- Interactive map of Canandaigua Lake State Marine Park
- Type: State park
- Location: 620 South Main Street Canandaigua, New York
- Nearest city: Canandaigua, New York
- Coordinates: 42°52′37″N 77°16′34″W﻿ / ﻿42.877°N 77.276°W
- Operator: New York State Office of Parks, Recreation and Historic Preservation
- Visitors: 53,976 (in 2020)
- Open: May through October
- Website: Canandaigua Lake State Marine Park

= Canandaigua Lake State Marine Park =

State park in Ontario County, New York

Canandaigua Lake State Marine Park is a New York state park and boat launch located on the north shore of Canandaigua Lake in Ontario County, New York.
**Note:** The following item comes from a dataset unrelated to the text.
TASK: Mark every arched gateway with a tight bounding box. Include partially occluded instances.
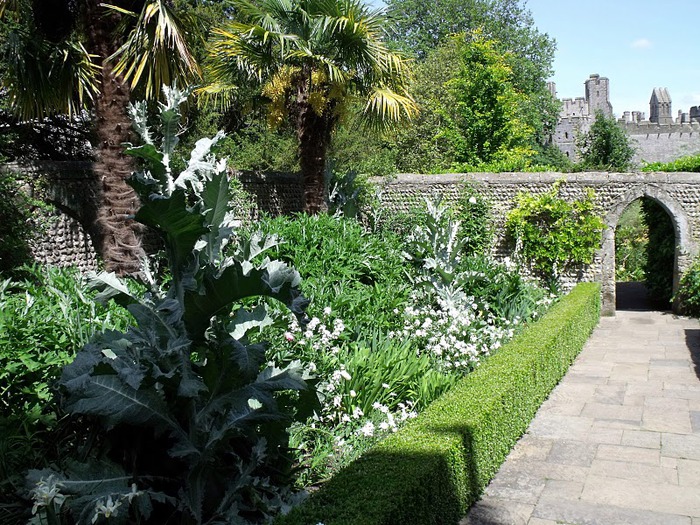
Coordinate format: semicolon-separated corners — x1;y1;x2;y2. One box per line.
375;172;700;315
The park is 1 of 80 New York State Parks that are in the path of totality for the 2024 solar eclipse, with the park experiencing 2 minutes and 51 seconds of totality.

==Facilities==
The park offers three concrete boat ramps, with room for six boats to launch or be removed from the water simultaneously. A short canal allows boat access to Canandaigua Lake. Parking is available for up to 110 cars and trailers.

Between September 2011 and May 2012, the park was closed to allow for the complete reconstruction of the boat launch area.

Although the park's primary purpose is to serve as a boat launch facility, fishing from shore is also permitted at the park. A small picnic area near a duck pond is also available.